Когда вдруг затрещали ружья, душа его будто на свое место вернулась. Он вскочил, вспрыгнул на коня и погнал его, как безумный, сам не зная куда. Одного хватил он шашкой по черепу, но шашка переломилась, раскроив и голову надвое. Пока он старался высвободить шашку или хоть достать кинжал, вокруг шеи его обвилась веревка. Он гнал коня вперед — напрасно! Наконец конь выскочил из-под него. Агаси упал на землю,— и четверо огромных мужчин набросились на него.
Собаку его давно хотели убить, чтоб она не залаяла. Но собака — о преданное, верное животное! — собака, увидев, что она уже не может быть на пользу хозяину, погналась за ускакавшими.
Агаси связали руки, в рот набили хлопку, туго-натуго затянули платком — и конец. На другой же день телу его не миновать бы дула пушечного!

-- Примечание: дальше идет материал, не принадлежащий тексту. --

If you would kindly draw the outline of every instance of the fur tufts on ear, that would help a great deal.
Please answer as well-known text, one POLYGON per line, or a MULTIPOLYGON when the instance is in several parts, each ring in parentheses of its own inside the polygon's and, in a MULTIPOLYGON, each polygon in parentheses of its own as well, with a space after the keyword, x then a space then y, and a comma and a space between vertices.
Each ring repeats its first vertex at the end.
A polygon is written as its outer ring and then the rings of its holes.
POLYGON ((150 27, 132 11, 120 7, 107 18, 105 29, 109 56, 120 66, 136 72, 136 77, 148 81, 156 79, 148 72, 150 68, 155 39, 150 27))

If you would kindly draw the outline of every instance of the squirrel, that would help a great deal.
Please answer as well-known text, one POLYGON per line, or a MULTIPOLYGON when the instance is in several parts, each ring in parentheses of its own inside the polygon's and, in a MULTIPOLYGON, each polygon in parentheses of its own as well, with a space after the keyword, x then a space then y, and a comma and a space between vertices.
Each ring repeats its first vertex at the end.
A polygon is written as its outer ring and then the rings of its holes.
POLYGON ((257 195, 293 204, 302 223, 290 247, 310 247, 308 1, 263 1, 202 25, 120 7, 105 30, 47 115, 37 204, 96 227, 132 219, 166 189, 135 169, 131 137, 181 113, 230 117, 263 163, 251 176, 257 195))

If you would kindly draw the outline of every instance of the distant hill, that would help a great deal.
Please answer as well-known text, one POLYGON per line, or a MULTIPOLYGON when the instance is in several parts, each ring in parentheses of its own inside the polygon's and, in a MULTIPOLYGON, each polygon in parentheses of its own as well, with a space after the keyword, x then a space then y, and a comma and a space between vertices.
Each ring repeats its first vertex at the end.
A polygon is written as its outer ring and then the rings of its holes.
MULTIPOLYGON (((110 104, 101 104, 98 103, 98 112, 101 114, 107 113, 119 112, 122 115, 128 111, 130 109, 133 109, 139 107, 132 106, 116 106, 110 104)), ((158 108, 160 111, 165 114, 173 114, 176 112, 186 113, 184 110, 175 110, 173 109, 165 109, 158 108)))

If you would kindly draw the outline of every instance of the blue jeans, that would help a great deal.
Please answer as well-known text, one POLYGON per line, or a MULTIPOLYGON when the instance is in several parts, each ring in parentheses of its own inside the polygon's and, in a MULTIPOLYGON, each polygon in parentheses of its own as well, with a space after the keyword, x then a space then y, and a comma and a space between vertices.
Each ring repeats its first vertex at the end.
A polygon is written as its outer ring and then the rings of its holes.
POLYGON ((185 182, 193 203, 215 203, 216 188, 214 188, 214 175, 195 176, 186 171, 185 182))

Как далеко заехали молодцы, преследуя убегавших, богу одному ведомо. Но когда всей гурьбой возвращались они и вдруг приметили на дороге собаку Агаси,— волосы у них встали дыбом.
— Ой, беда, ребята! — вскричали они.— Что же мы наделали? Сами себе глаза выкололи. Едем, едем скорей! На что нам голова, если его уведут!
Но где Агаси? За каким он камнем, в какой пустыне, в какой теснине?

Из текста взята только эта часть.